Le rôle de l’État dans l’économie sociale

Si la loi de la concentration capitaliste détourna beaucoup de socialistes de la lutte économique et poussa les masses exclusivement vers l’agitation électorale, ce fut un mal, mais un mal partiel. En Allemagne, par exemple, où le parti social-démocrate se vante d’un succès inouï, les conditions du travail sont très inférieures, non seulement à celles de l’Angleterre, où la masse lutte toujours sur le terrain économique, mais à celles de la France[1]. Et pourtant le mal reste partiel, car la majorité des travailleurs, instinctivement, s’en tient à la lutte économique par les grèves. Mais si nous assistons de nos jours à un développement néfaste de la toute-puissance de l’État qui centralise tout, paralyse les forces productives et la vie intellectuelle, enchaîne la population européenne et dévore les peuples par ses millions de fonctionnaires et ses armées permanentes, et si surtout la masse populaire se soumet au despotisme de n’importe quelle autorité, la responsabilité en incombe en grande partie à l’école social-métaphysico-autoritaire et démocratique allemande.

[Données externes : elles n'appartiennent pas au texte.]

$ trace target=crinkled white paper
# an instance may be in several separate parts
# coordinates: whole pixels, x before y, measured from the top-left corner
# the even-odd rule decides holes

Avant que la doctrine social-démocratique ne prît un développement important, tous les esprits indépendants, tant dans la bourgeoisie que dans le peuple, tâchaient d’amoindrir l’influence de l’État dans la vie sociale, de réduire le nombre de ses fonctionnaires et d’alléger sa responsabilité financière. Sous l’influence de la révolution dans l’Amérique du Nord et de la fondation des États-Unis, les idées d’autonomie et de fédéralisme commencèrent à gagner les sympathies des masses. Les libéraux-politiciens aussi bien que

  1. Il serait intéressant de comparer les résultats du mouvement socialiste (ou plutôt ouvrier) dans les différents pays. Le camarade qui voudra faire un travail là-dessus trouvera des renseignements remarquables dans les Blue-Books (livres bleus) de 1893 et dans les rapports consulaires.